O especialista opina que uma pessoa atenta aos mercados nos últimos cinco anos terá ouvido certamente afirmações como, “este país está a desalavancar-se, pelo que o crescimento da despesa será menor”, ou no sentido oposto, que “neste país o crescimento do crédito tem sido forte, pelo que o crescimento da despesa será elevado”. Não obstante, é decisivo na análise a estes comentários: “De um ponto de vista histórico, estes comentários estão errados. Embora possa parecer contraintuitivo, é possível uma economia que apresente forte endividamento, registar um crescimento do crédito favorável à evolução da economia, ou seja, a registar uma velocidade de desalavancagem menos negativa”.
A matemática é simples: “Imaginemos uma economia com uma receita anual de 100 unidades monetárias. No ano 1, resolve reduzir o endividamento em 10 unidades, podendo então gastar 90. Se no ano 2, a redução do endividamento for apenas de 5, esta economia hipotética poderá gastar 95 unidades, o que representa um potencial gasto de 5 unidades mais que no ano 1, mesmo com o crédito em contração”. Basicamente, o que o profissional aponta é que o crescimento ou a contração do crédito não é o factor determinante e não mostra uma correlação com o PIB (crescimento efectivo da economia), como mostra a velocidade ou a medida a que varia esse crescimento do crédito, conceito que batizou de “credit impulse”.
O gráfico seguinte mostra, exatamente, como o credit impulse se move em consonância com o crescimento da procura do sector privado nos EUA ao longo dos últimos 80 anos.
No entanto, Michael Biggs ressalva que isto não quer “dizer que o crédito deva ser a única variável a ter em conta”. Contudo a sua boa interpretação, assim como da sua evolução e da intensidade da variação, permite ter uma ideia mais concreta da evolução da despesa privada.
Novamente no caso dos EUA, nos gráficos seguintes é evidente a maior correlação do credit impulse com a despesa privada (do lado direito), em detrimento do crescimento do crédito per si (no lado esquerdo).

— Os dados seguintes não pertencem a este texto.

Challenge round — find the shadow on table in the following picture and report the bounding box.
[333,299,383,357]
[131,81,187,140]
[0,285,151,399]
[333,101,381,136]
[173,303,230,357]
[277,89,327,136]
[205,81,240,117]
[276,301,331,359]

O profissional exemplifica com o processo de desalavancagem das famílias que se deu nos EUA durante os anos pós 2009: “Na altura, a convicção era de que, se as famílias se estavam a desalavancar, o crescimento da procura seria fraco, mas na verdade, à medida que a desalavancagem foi abrandando, o credit impulse subiu e a despesa privada foi melhor do que o esperado, com o sector do consumo discricionário a comportar-se melhor que os restantes”.
O caso português
No caso nacional, o que vimos depois de 2008 foi uma contração do crédito na economia para -4% em 2012, medida que se manteve negativa desde então. No entanto, o crescimento do crédito inverteu a tendência no início de 2013 e à medida que essa variável foi invertendo a tendência, o credit impulse regressou a terreno positivo e a economia registou uma recuperação. “Se em dois anos a velocidade do crescimento do crédito (credit impulse) continuar a estabilizar e evoluir progressivamente para 0%, Portugal poderá apresentar crescimento, já que uma das necessidades para se impulsionar o mesmo é precisamente um ritmo mais lento de desalavancagem”, conclui.